We have tracked Blackstone’s and other private equity firms’ footprints across the U.S. housing market in a series of reports:

GLAXO BUYS SIERRA ONCOLOGY FOR £1.5 BILLION
British drug giant GlaxoSmithKline (GSK) has agreed to buy Sierra Oncology, a Canadian firm specializing in the treatment of blood cancers, for £1.5 billion or the equivalent of about $1.9 billion.
Sierra will seek regulatory approval this year for its new drug that treats myelofibrosis, a rare bone marrow cancer, and that also eases the symptoms of anemia the cancer causes.
GSK’s purchase is a response to demands from shareholders that it boost its portfolio of new drugs in the face of declining values for biotech stocks.
The new drug will create “a 70-percent overlap” with physicians who already use GSK’s drug Blenrep that treats multiple myeloma, the company said. 

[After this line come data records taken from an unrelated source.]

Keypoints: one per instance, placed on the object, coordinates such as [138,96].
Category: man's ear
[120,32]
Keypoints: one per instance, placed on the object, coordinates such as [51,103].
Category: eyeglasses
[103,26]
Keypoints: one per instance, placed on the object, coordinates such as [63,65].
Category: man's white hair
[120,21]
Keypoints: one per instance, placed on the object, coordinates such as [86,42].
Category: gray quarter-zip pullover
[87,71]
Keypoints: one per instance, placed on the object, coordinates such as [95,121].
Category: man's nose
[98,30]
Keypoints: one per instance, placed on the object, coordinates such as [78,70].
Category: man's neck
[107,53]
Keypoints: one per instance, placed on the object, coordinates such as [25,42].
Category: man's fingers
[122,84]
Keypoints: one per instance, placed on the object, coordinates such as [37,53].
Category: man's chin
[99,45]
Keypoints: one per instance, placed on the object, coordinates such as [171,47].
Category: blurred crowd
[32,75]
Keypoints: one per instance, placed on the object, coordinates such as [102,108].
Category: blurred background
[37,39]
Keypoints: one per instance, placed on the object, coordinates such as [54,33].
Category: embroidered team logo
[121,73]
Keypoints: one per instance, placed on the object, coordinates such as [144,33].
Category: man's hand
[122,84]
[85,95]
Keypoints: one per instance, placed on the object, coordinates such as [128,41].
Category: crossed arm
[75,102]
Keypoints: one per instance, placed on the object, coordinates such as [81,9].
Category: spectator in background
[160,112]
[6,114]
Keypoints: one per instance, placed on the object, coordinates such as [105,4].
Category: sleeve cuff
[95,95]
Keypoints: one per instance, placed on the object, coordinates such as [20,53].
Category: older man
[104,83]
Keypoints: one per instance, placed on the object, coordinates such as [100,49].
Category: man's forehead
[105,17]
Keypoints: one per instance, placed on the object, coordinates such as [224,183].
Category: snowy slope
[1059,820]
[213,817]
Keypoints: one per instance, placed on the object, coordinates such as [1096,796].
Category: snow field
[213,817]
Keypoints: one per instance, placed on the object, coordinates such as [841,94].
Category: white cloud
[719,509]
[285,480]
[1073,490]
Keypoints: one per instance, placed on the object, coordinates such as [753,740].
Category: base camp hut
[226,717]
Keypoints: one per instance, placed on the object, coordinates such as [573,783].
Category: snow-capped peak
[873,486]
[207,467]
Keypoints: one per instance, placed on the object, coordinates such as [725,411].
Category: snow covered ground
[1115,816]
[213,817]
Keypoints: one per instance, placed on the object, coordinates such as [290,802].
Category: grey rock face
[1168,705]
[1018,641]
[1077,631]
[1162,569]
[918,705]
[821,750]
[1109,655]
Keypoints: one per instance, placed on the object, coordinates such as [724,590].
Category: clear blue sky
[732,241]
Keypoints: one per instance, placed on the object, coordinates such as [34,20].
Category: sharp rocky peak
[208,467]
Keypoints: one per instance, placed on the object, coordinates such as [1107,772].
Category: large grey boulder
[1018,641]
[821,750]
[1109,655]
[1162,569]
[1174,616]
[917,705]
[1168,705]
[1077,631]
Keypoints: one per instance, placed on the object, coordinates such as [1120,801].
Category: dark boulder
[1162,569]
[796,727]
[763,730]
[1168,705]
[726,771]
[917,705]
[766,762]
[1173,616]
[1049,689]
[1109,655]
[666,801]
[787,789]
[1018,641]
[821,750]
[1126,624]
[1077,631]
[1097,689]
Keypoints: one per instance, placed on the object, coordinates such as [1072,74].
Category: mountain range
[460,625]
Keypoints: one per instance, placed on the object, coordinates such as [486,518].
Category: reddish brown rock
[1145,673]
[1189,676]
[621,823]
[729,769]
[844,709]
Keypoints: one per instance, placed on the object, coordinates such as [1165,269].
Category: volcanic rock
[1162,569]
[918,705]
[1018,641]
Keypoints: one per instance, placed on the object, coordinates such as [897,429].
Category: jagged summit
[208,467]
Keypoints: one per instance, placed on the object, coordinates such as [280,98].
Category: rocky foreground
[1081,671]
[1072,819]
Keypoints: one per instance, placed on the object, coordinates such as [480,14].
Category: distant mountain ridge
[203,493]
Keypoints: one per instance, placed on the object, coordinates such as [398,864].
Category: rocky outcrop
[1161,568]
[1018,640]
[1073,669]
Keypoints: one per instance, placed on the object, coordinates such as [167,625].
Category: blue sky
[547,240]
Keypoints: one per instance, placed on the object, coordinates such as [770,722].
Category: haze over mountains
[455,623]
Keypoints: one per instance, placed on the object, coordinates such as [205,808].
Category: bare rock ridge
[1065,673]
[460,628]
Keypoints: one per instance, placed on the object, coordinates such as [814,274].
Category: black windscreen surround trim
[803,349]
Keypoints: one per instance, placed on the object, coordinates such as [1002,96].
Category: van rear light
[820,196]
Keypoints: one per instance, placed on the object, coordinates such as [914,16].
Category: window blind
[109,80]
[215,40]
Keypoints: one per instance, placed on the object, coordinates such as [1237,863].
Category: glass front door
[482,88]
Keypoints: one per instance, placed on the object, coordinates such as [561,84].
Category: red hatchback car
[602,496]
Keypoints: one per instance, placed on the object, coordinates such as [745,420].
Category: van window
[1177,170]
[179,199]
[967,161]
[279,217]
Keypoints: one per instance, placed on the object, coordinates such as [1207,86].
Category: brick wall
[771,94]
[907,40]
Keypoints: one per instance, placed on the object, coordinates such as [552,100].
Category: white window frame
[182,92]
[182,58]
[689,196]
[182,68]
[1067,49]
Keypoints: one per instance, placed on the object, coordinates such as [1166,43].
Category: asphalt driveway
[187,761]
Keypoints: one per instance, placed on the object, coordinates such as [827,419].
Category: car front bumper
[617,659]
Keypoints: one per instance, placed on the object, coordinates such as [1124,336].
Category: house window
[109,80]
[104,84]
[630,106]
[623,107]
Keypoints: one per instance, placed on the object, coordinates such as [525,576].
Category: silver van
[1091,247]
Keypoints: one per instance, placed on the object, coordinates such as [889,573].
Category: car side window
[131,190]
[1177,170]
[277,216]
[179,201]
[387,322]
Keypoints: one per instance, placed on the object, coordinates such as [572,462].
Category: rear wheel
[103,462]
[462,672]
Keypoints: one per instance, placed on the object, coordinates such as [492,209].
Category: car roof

Sierra’s stockholders will receive the equivalent of $55 a share, 39 percent more than the stock’s 12 April closing price and 63 percent more than its average trading price over the 30 days previous to that date. 
This summer, GSK will spin off its over-the-counter products division, which includes brands such as Advil and Polident. The new business will be called Haleon.
When Haleon is spun off as a separate public company, GSK will retain a 20-percent share and collect about £7 billion in cash that will be used to buy more companies, analysts predicted.
Analysts expect to see more mergers and acquisitions in the drug business to counteract the industry’s sagging share prices. 
HALOZYME BUYS ANTARES IN $960-MILLION DRUG DEAL
Halozyme Therapeutics, a San Diego firm specializing in cancer treatment, has agreed to buy Antares Pharma for $5.60 a share, a deal worth about $960 million.
Antares focuses on injection products for self-administered drugs and also has developed a line of testosterone replacement compounds.
The purchase is Halozyme’s first as part of its plan to grow through takeovers after its drug to treat pancreatic cancer failed in clinical trials in 2019.
Buying New Jersey-based Antares will enable Halozyme to move further into home-based therapies as well as give it a new specialty product.
Antares’ share price jumped almost 50 percent to $5.58 a share on 13 April after the sale was announced.